Interview mit Mikko Kotamäki von Barren Earth

Mitglieder von Kreator, Moonsorrow, Swallow The Sun und Mannhai treffen sich zum fröhlichen Musizieren. Gibt es nicht? Gibt es doch! BARREN EARTH veröffentlichen nun ihr Debüt-Album „Curse Of The Red River“. Sänger Mikko Kotamäki wurde von uns an einem schönen Sonntagmorgen aus dem Bett geklingelt und zum Debüt dieser neuen Allstar-Band befragt.

Gut Morgen, Mikko! Wie geht’s dir?
Mir gehts gut, danke dir!

Du hörst dich aber noch ziemlich verschlafen an. Hab ich dich etwa geweckt?
Ein bisschen vielleicht. Ich habe mir vorgenommen, dieses Wochenende nüchtern zu bleiben. Das fühlt sich ja echt interessant an, muss ich schon sagen. Ein Sonntagmorgen an dem ich keinen Kater habe – das ist neu für mich. Aber früher aus dem Bett komme ich deswegen wohl trotzdem nicht… (lacht)

„Curse Of The Red River“ lässt viel Spielraum für Interpretationen. Ist damit Blut, der Fluss des Lebens gemeint? Oder der Fluch der Dürre?
Olli-Pekka (Laine; Bass) hat die Lyrics zu diesem Song geschrieben und ich bin mir nicht ganz sicher, was davon er mit ihnen ausdrücken möchte. Vielleicht ist auch etwas ganz anderes gemeint.
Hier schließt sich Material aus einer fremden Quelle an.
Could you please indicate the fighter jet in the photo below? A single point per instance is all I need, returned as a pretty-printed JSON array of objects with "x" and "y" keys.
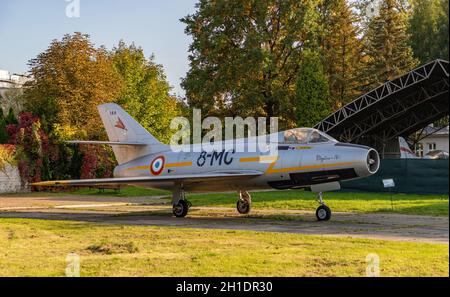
[{"x": 301, "y": 158}]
Nachdem, was er mir aber drüber erzählt hat, geht es dort um den Fluch eines Finnen – eine Geschichte aus unserer Mythologie – und bringt den Titel damit in Verbindung. Mehr kann ich dir darüber aber leider nicht erzählen.

BARREN EARTH bedeutet im Deutschen so viel wie „trockenes Land“. Gibt es da ein spezielles, über das ihr singt?
Eigentlich nicht, nein. Es ist mehr ein Überbegriff und lässt sich auf viele verschiedene Länder dieser Erde übertragen. In erster Linie ist es auch einfach ein cooler Name, eine sonderlich tiefgründige Bedeutung hat er gar nicht.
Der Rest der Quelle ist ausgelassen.